Currently there are over 75 student groups on campus, including three fraternities, and one sorority, the Sheetz Fellows Program, the Black Student Union, Christian Student Fellowship, Students About Living the Truth, Psychology Club, etc. The student groups are overseen by the Student Government Association, whose other duties include improvement of campus, student advocacy, and distributing money to groups. Student Life also includes many planned events, speakers and musicians, as well as plenty of student organization run events.

==Athletics==
Penn State Altoona teams participate as a member of the National Collegiate Athletic Association's Division III. The Nittany Lions are a member of the Allegheny Mountain Collegiate Conference.

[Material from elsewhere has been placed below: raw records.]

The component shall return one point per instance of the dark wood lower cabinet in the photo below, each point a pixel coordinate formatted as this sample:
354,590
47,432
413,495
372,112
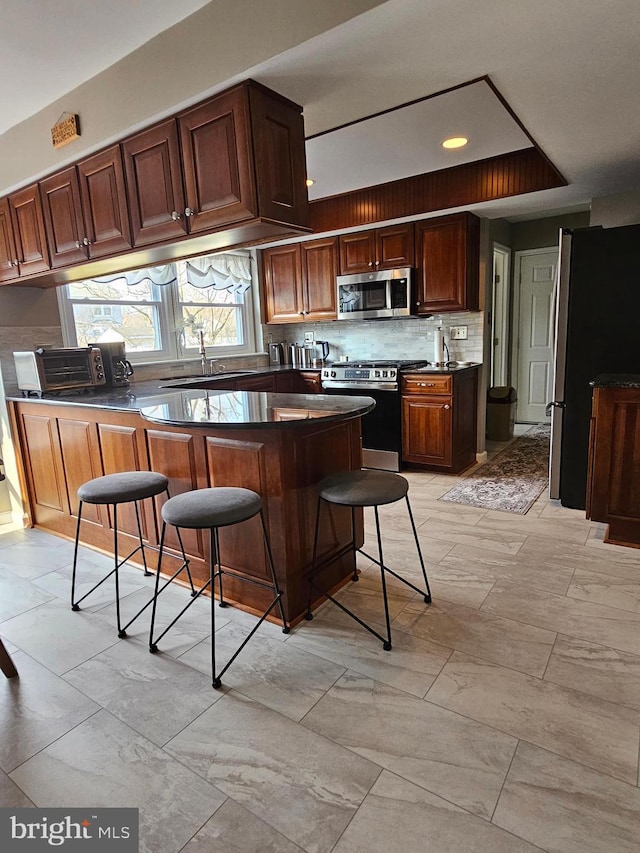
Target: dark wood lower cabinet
613,485
62,446
439,414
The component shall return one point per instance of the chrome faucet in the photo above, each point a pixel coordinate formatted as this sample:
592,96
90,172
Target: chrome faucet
203,355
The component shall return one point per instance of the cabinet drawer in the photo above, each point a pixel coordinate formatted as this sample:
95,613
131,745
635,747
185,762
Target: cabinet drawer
426,384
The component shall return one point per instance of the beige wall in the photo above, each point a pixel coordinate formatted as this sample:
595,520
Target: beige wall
620,209
185,63
28,306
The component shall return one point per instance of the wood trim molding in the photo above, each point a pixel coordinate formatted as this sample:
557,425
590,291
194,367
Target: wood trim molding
515,173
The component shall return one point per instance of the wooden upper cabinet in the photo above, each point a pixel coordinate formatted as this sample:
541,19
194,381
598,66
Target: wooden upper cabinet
279,152
395,246
218,168
377,249
8,258
282,284
448,252
29,235
319,265
63,218
154,184
299,281
104,203
357,252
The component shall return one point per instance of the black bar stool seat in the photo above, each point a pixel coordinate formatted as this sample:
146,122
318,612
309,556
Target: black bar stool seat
113,490
359,489
212,509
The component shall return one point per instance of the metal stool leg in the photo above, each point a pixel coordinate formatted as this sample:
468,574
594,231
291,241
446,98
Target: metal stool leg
309,615
427,597
354,576
74,603
276,588
386,645
213,562
144,556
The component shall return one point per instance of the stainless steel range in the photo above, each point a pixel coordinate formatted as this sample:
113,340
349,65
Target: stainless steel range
381,428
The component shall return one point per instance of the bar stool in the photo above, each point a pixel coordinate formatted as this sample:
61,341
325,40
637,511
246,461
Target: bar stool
364,489
212,509
113,490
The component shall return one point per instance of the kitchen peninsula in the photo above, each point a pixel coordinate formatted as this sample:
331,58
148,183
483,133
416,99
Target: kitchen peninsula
279,445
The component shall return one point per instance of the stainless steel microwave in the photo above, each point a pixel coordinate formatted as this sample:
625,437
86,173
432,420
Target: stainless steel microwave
370,295
59,369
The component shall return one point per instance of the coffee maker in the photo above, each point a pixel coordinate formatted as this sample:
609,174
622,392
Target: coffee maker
117,368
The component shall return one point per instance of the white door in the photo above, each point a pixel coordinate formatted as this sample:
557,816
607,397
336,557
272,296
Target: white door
535,277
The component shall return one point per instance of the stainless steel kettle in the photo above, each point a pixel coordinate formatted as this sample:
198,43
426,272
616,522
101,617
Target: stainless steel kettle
276,354
325,349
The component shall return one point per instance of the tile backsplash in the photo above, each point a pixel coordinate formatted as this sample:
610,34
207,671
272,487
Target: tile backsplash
407,338
22,339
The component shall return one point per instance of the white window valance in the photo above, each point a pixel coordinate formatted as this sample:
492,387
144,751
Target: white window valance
162,275
221,272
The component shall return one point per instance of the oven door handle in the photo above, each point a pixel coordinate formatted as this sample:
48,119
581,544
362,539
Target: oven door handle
361,386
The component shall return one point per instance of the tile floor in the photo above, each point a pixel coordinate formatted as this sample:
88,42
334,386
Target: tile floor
506,719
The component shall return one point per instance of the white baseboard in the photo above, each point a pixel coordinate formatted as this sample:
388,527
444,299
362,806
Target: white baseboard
15,519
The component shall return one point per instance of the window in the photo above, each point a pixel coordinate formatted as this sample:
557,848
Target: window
160,312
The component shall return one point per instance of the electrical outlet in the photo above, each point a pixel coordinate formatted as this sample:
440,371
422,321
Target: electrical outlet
458,333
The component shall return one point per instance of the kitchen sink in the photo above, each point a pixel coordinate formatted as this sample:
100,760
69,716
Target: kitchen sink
205,376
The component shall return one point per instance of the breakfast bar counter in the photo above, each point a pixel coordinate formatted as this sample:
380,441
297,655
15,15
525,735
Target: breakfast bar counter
279,445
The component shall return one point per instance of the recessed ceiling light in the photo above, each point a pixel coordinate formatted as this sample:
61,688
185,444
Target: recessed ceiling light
455,142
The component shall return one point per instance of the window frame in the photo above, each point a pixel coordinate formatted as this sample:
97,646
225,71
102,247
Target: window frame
169,318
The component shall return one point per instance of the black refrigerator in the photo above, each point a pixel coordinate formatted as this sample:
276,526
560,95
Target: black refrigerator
597,330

Men's sports include baseball, basketball, golf, swimming & diving, soccer, tennis and volleyball; while women's sports include basketball, bowling, golf, swimming & diving, soccer, softball, tennis and volleyball.

==Greek life==
There are three social fraternities: Alpha Phi Delta, Sigma Pi, and Chi Rho.

==Housing, Food Services, & Residence Life==

Penn State Altoona offers its students on campus housing during the fall and spring semesters. Housing options include Oak Hall, Maple Hall, Spruce Hall, and Cedar Hall.